Most approaches to uncertainty quantification in LLMs require access to token logprobs or model activations. That rules out the majority of production deployments, which run against proprietary APIs that expose neither. SELFDOUBT is a paper from this week’s arXiv batch that takes a different approach: it estimates uncertainty from the generated text alone, using a metric called the Hedge-to-Verify Ratio — comparing the frequency of hedging language in a response against how much of the output can be independently verified. The result is a single-pass confidence score that requires nothing beyond the model’s own output.

The significance is that this is API-compatible by design. If your application routes requests to GPT, Claude, or Gemini without logprob access, you currently have no principled way to flag low-confidence outputs other than checking for obvious uncertainty phrases (“I think,” “I’m not sure”). SELFDOUBT formalises that intuition into a measurable signal: the ratio of hedge phrases to verifiable claims correlates with output correctness in ways that turn out to be consistent across different model families. The reported results are 90% accuracy at 71% coverage without any task-specific labels, which is a meaningful threshold for building routing or fallback logic.

Where this matters most is selective generation — flagging which model outputs are reliable enough to act on directly versus which should be routed to a human reviewer or a more capable model. If you are building an agent that takes consequential actions based on model outputs, the ability to attach a confidence estimate to each output changes the safety architecture significantly. Rather than accepting all outputs equally or running expensive verification loops on everything, you can triage by confidence.

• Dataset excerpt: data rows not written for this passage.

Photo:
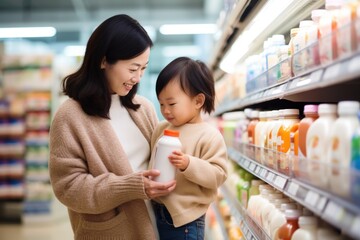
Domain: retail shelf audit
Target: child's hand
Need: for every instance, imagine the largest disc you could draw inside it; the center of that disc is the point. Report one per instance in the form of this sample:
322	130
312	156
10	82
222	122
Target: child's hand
179	160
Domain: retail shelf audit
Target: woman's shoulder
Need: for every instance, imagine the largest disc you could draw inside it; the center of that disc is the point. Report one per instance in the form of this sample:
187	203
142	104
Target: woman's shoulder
143	101
68	108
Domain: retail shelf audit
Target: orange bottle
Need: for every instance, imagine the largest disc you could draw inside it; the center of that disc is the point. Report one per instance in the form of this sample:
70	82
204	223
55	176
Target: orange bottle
288	127
286	231
311	114
254	115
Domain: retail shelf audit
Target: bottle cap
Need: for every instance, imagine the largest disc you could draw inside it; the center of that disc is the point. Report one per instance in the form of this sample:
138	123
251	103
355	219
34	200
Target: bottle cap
172	133
290	112
306	23
292	213
327	108
316	14
311	108
254	114
294	31
307	220
348	107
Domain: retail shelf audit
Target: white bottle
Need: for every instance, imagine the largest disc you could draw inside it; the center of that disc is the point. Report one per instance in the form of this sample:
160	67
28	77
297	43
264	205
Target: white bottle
317	144
168	143
279	219
307	230
327	234
340	146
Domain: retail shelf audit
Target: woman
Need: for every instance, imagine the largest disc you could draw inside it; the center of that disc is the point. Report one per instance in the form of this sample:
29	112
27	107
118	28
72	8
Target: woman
100	138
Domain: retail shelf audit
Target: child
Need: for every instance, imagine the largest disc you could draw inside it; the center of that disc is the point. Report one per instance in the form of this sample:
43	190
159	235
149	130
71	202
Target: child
184	89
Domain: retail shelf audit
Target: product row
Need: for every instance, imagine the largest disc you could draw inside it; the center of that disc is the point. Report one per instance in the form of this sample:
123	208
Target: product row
322	147
332	33
275	215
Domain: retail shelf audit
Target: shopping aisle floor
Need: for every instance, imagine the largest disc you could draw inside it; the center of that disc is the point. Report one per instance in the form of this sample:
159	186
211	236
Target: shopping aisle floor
57	229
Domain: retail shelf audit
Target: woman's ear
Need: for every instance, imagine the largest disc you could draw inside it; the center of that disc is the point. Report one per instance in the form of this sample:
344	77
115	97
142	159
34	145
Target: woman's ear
199	100
103	63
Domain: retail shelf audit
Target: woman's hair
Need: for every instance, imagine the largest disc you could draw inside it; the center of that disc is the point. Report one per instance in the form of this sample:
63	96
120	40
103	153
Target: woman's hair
118	38
194	77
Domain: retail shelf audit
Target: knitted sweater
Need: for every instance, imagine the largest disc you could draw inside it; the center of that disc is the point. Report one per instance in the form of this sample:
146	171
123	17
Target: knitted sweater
196	187
91	175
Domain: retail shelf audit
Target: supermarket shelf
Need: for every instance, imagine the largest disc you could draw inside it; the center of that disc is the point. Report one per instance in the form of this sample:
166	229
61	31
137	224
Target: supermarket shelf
220	220
250	229
337	77
341	213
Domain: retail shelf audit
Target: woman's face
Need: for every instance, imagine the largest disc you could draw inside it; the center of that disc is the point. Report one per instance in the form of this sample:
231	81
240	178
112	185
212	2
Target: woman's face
124	74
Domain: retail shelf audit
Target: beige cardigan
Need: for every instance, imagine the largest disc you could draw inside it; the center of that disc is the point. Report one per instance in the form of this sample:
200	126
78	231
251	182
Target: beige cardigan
196	187
90	174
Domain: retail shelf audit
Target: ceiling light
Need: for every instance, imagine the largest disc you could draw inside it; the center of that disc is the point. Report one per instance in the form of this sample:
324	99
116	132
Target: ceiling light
176	51
27	32
264	20
178	29
74	51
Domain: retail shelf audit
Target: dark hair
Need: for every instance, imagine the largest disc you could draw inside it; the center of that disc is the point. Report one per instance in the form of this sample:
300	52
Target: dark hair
194	76
118	38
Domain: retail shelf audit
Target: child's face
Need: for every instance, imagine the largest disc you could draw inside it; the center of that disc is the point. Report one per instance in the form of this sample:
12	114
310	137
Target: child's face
177	107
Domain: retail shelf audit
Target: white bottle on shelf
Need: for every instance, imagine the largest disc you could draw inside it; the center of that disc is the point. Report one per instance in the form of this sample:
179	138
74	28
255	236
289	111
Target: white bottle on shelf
339	155
317	144
279	219
307	230
168	143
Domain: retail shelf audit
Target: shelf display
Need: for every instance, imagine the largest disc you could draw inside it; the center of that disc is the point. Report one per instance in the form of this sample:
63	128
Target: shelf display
309	76
27	82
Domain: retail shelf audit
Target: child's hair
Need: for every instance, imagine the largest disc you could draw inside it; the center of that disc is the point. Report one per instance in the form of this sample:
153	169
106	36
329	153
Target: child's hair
194	76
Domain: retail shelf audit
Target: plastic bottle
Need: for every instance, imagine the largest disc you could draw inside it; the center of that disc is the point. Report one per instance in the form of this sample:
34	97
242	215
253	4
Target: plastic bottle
293	33
300	43
317	144
286	231
288	126
328	26
346	36
278	218
266	209
327	234
229	125
340	146
258	129
254	115
168	143
311	114
307	229
273	117
313	38
355	165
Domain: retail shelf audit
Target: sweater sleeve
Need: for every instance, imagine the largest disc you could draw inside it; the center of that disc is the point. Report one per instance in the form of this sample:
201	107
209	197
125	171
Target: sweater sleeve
209	170
80	185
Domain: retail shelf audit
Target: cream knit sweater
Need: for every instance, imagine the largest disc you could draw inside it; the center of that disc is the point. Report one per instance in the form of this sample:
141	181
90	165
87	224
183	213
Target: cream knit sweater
91	175
197	186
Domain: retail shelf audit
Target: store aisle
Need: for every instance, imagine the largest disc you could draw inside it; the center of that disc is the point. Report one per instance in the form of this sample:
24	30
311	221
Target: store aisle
59	230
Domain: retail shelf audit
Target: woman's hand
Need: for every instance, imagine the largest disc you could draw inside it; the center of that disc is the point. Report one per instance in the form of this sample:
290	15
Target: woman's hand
156	189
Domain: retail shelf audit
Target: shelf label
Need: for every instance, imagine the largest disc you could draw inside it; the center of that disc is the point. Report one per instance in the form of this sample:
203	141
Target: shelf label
246	163
280	182
353	65
321	205
270	177
312	198
334	212
252	166
293	188
332	72
355	228
257	170
263	173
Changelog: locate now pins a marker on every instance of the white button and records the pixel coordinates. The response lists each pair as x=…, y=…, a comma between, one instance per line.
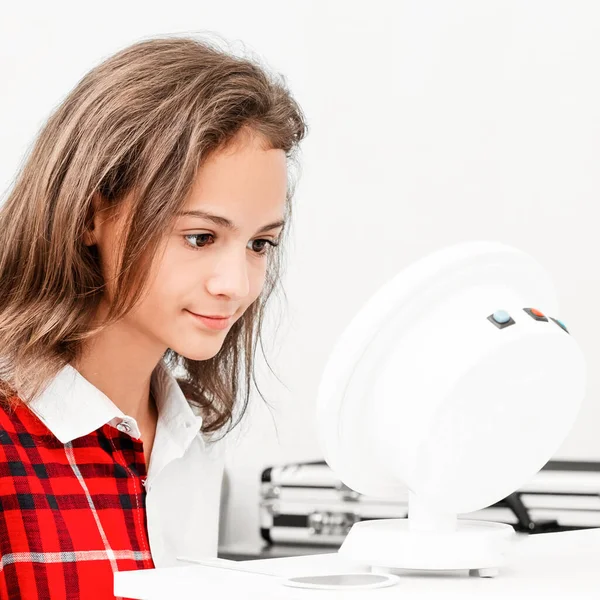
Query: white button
x=124, y=427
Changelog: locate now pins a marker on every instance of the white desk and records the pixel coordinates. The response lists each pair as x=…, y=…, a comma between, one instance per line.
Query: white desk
x=550, y=565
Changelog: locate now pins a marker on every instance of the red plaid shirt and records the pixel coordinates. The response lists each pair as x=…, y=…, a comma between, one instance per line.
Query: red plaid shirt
x=73, y=507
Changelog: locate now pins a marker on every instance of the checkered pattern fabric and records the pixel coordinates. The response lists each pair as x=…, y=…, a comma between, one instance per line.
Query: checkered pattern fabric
x=70, y=514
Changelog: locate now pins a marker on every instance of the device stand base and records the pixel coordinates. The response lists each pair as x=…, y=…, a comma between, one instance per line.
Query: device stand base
x=478, y=547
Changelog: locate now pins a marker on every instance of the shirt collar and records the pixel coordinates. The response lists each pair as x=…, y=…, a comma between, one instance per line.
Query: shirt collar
x=71, y=407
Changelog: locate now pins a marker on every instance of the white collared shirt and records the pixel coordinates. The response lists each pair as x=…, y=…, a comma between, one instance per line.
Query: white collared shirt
x=183, y=485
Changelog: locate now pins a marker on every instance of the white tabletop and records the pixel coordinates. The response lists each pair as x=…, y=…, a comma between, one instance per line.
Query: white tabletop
x=550, y=565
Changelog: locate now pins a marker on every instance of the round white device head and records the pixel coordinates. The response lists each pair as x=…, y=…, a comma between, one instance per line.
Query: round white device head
x=425, y=390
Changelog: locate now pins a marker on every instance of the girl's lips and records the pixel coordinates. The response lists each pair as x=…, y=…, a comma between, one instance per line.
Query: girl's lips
x=211, y=323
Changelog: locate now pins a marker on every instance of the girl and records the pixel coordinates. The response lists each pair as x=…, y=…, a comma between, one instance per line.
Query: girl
x=142, y=236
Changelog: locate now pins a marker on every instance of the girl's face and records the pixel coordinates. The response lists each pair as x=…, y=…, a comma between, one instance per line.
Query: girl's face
x=207, y=267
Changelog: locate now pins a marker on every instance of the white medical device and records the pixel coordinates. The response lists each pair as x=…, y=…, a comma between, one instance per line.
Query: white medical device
x=458, y=380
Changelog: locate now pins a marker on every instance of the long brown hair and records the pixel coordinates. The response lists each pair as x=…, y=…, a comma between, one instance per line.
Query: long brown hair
x=140, y=123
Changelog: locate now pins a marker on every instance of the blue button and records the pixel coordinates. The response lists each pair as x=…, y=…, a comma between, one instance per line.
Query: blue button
x=501, y=316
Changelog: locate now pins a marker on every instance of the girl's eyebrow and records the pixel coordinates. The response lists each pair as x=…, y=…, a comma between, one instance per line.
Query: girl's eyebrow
x=224, y=222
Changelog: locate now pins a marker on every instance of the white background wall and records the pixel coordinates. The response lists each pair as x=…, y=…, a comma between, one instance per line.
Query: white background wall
x=431, y=123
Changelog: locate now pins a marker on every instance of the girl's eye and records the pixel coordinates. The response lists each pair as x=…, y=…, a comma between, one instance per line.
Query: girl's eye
x=261, y=252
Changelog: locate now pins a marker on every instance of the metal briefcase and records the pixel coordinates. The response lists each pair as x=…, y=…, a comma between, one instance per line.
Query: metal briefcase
x=305, y=503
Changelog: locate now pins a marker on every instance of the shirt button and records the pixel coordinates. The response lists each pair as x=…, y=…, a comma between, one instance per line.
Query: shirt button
x=124, y=427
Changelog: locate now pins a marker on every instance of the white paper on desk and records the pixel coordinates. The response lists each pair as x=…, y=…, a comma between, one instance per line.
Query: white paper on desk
x=194, y=582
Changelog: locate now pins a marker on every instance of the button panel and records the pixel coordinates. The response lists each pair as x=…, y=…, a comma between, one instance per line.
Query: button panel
x=501, y=319
x=535, y=314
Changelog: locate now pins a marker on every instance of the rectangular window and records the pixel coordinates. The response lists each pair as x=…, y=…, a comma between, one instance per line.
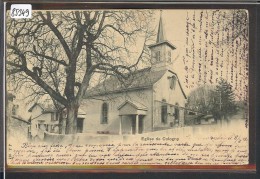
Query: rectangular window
x=164, y=112
x=104, y=117
x=52, y=116
x=169, y=56
x=158, y=56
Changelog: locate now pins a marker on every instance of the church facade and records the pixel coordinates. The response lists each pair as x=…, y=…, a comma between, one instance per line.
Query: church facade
x=152, y=100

The paper does not claim the hedge ratio is a perfect proxy for correctness. It is a heuristic that holds statistically but will misfire on confident incorrect outputs, which are exactly the failure mode that representation engineering research earlier this week identified as systematically hard to catch. SELFDOUBT covers the cases where models signal uncertainty through language; it does not help with the cases where models are confidently wrong. Those are different problems.

The takeaway: if you are building a system that uses model outputs to make decisions, whether that is a RAG pipeline, an agent, or a code generation tool, a hedge-based confidence filter is something you can add today with no model access requirements. The specific SELFDOUBT implementation will require reading the paper for tuning details, but the underlying approach is straightforward enough to implement against any API.